O messalianismo vê nas experiências psicológicas e emotivas o cerne da meditação, afirmando que os períodos de êxtase e alegria são revelação de que Deus está presente na alma. “Contra eles, os Padres insistiam no ponto firme de que a união da alma orante com Deus se realiza no ‘mistério’, de modo particular mediante os sacramentos da Igreja. Tal união pode se realizar também por meio de experiências de aflição e de desolação. Contrariamente à opinião dos messalianos, a aflição e a desolação não constituem um sinal de que o Espírito tenha abandonado a alma”, afirma a Carta.

A caridade como sinal da verdadeira meditação cristã

Mais do que estados de alegria ou êxtase psicológicos, o sinal claro de uma efetiva meditação é a “caridade ao próximo”.

A oração autêntica “desperta nos orantes uma caridade ardente que os impele a colaborar na missão da Igreja e no serviço dos irmãos, para a maior glória de Deus”. A meditação nos estimula a cumprir a vontade do Pai em toda a nossa vida. Por esse motivo, Cristo se retirava para rezar, “para se unir ao Pai e receber Dele novo vigor para cumprir a sua missão no mundo”.

Dessa forma, os frutos da meditação cristã devem se estender para além do momento em que ela é feita.
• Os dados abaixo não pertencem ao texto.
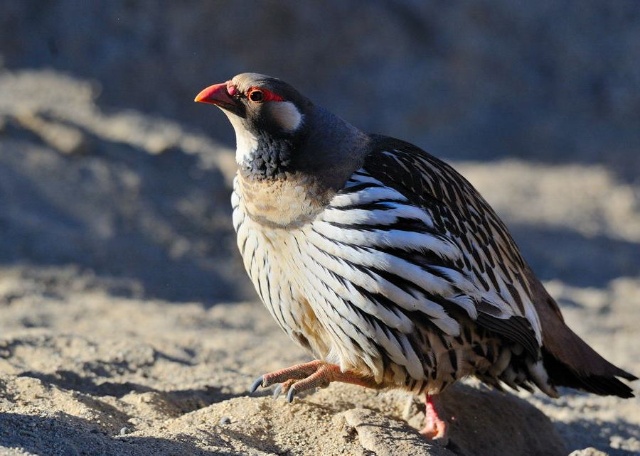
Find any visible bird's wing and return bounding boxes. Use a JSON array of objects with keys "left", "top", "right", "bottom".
[{"left": 338, "top": 137, "right": 541, "bottom": 354}]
Nesse sentido, São Paulo afirma que a oração não se interrompe quando nos dedicamos ao trabalho ou a outras coisas: “Quer comais, quer bebais, quer façais qualquer outra coisa, fazei tudo para a glória de Deus” (1Cor 10,31).

A Carta estende-se a muitos outros aspectos da meditação cristã, que têm origem numa tradição deixada pelo próprio Cristo e vivida por muitos santos. Conhecer esse tesouro, certamente, ajudará todos os que buscam a Deus “com todo o coração” a encontrá-Lo verdadeiramente e a viverem uma íntima união de amizade com Ele, como prometeu o próprio Cristo: “Já não vos chamo servos (…), mas amigos” (Jo 15,15).